Pigs were fatted, both in Greece and Rome, until they had attained nearly the bulk of the elephant. These fetched prices of the most “fancy” description; and they were served up whole, with an entire Noah’s-ark collection of smaller animals inside, by way of stuffing. A clever cook could so dress this meat as to make it have the flavour of any other viand; and the first culinary artistes of the day prided themselves on the preparation of a ragoût composed of young pigs stifled before they were littered. The mother would have had no difficulty in performing this feat herself for her own young, if sows generally had been as huge as the one mentioned by Varro, and which he says was so fat as to be incapable of movement, and to be unconscious that a mouse, with a young family, had settled in the folds of her fat, where they lived like mites in cheese.

In another page, I have spoken of what were called “the sacred pigs and lambs.” Menæchmus, in Plautus, asks the price of the “porci sacres, sinceri.” “Sacres” was applied to all animals intended for immolation. The sinceri porci were the white and spotless pigs offered to the Lares on behalf of the insane. The merchant who gives instruction, in the Pseudolus, to his servant, as to the splendid repast that is to be served up on his birthday, is very particular on the subject of pork; and he shows us what parts formed a dish that might tempt princes,—the ham, and the head: “Pernam, callum, glandium, sumen, facito in aquâ jaceant.”

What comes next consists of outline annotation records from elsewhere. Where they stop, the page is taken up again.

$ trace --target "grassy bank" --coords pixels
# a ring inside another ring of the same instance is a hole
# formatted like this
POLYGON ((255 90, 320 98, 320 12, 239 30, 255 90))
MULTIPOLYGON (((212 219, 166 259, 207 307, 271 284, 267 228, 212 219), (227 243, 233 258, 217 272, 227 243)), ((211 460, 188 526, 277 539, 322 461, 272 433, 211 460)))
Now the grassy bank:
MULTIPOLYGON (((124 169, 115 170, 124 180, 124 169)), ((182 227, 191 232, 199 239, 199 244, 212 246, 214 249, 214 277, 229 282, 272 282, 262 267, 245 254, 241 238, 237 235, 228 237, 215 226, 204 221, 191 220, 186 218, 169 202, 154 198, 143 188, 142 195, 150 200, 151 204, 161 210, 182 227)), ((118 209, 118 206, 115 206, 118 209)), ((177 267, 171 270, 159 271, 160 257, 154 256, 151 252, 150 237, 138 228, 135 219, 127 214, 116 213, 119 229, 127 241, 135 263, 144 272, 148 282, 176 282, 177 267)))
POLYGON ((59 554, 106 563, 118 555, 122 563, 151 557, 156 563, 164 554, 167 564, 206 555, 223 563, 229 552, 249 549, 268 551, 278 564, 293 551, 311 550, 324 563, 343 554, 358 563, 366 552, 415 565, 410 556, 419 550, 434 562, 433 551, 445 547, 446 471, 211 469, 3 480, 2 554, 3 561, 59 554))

If men were not, anciently, fonder of beef than of pork, the reason, perhaps, was, that the ox was religiously reverenced, because of his use to man, whereas the pig was really of no value at all but for consumption. The excellence of the ox as food was, nevertheless, very early ascertained, and acted on by some primitive people. The Jews were permitted to eat of that of which Abraham had offered a portion to angels; and calf and ox were alike an enjoined food. The Greeks, too, devoured both with much complacency, as they also did tripe, which was deemed a dainty fit for heroes. Indeed, for tripe there was an ancient and long-standing propensity among the early nations. It formed the chief dish at the banquets of men who met to celebrate the victory of mortals and gods over the sacrilegious Titans.

The lamb and the kid have smoked upon divine altars and humble tables. The Greeks were especially fond of both, and the Romans were like them in this respect; but the Egyptians religiously abstained from the kid; and more than one Eastern nation held, as of faith, that the lamb was more fitting as an offering to the gods than as a dish for men. On the other hand, there were people who preferred the flesh of the ass, which was not an uncommon dish at Roman tables, where dogs, too, were served as a dainty; for Hippocrates had recommended them as a refined food; and the Greeks swallowed the diet thus authoritatively described. The Romans, however, are said to have eaten the dog out of vengeance. The curs of the Capitol were sleeping, when the sacred and watchful geese saved it by their cackling; and thence arose, it is believed, the avenging appetite with which puppies, dressed like hares, were tossed into the stomachs of the unforgiving Romans. They were also sacrificed to the Dog-star.